Pundits and conservative luminaries mourned, with fellow petulant nub of spray-tanned gristle Donald Trump having the gall to call him a “patriot” and “defender of liberty.”
Make no mistake about it, Limbaugh was no defender of liberty. If his life proved anything, it is that he believed in nothing, but his own Mephistophelian talent for exploiting the weak-minded and uneducated.
Limbaugh was a rancid tar pit of self-righteous egomania, who for 30 years belched noxious bubbles of racism, homophobia, Islamophobia and misogyny, polluting airwaves and the minds of millions.
The business of white grievance is an exceedingly viable one, and Limbaugh served as the industry’s most prominent profiteer. He masqueraded as the cunning maestro of populist entertainment, transforming radio by merely “saying what everyone’s thinking,” and “telling it like it is.”
In truth, he was a talentless mediocrity of the worst kind, fomenting racial animus and culture war paranoia from the comfort of an air-conditioned studio. He crafted a cartoon world of dimensionless stereotypes, amorphous enemies destroying the United States from within.
Black athletes were “thugs,” women’s right’s activists were “feminazis” and “sluts” and transgender people “trannies.”
Empathy and understanding were replaced by sneering contempt, with Limbaugh as the cigar huffing avatar for his listeners and their troglodyte worldview.
But Limbaugh was not some fringe character, an amusing sideshow totally irrelevant to the world outside his studio.
At his height, he reached tens of millions of people, in their cars, homes, and offices. Rather than being treated as an absurd nonentity, Limbaugh became a political kingmaker, utilizing his platform to shift the whole country rightward, and burrow our discourse into the muck, from which it has yet to escape.
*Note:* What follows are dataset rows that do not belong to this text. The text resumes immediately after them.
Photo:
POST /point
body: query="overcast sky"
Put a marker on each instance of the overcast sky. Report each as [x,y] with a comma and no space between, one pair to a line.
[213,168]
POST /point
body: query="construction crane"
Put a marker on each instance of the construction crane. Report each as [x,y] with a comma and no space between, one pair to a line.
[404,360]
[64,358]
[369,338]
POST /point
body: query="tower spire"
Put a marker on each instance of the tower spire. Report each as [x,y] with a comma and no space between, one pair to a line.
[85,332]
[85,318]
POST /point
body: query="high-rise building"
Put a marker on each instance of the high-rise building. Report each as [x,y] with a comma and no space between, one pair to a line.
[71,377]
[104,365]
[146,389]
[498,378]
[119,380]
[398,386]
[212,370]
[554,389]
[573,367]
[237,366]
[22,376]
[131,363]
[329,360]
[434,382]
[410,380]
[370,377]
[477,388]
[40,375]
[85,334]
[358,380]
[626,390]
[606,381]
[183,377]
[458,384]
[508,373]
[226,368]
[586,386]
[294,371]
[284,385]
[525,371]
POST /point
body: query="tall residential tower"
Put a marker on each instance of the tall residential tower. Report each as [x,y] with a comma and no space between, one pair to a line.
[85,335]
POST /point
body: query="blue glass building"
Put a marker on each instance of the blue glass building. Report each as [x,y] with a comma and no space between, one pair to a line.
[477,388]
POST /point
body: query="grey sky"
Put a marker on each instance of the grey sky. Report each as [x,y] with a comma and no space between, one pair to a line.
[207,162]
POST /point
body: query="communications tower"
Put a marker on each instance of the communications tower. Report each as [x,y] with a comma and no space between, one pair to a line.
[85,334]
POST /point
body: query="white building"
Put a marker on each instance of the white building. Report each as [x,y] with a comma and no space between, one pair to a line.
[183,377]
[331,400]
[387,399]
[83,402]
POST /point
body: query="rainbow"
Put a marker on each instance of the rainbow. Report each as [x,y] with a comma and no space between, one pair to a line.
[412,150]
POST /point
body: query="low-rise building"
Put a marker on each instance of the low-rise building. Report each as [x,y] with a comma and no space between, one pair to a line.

The rise of Trump – and all of the vile, racist, jingoistic terrors that came with him – would not have been possible were it not for him. Some will say that Trump, Limbaugh, and their ilk are hideous distortions of the American dream.
In truth, they are not distortions of the American dream, but our clearest manifestations of it.
The narcissistic urge to remake the world in their image is exactly what this country was founded upon.
For hundreds of years, we raped and pillaged across the continent and then, from the ashes, those same rapists and pillagers built the institutions that these men wriggled to the top of.
Rush Limbaugh was a monster, but he was a distinctly American monster, a turgid, poisonous fruit, grown from our own rotten soil.
Zurie Pope is a Senior Reporter with Youth Journalism International.
How can anyone take you seriously when you say such hyper-charged nonsense like, “rancid tar pit of self-righteous egomania, who for 30 years belched noxious bubbles of racism, homophobia, Islamophobia and misogyny”. None of this is true, it only shows that you hate the man. And it shows you don’t know the first thing about him. Rush didn’t have a racist thought, nor did he ever demonstrate anything whatsoever that could even be confused with racism. I should know, I was an avid listener and supporter. Rush was a loving person who was very optimistic and hopeful for our country. It’s people like you who are the problem. You’re the one spewing nonsensical garbage about a beloved person out of your own ignorance.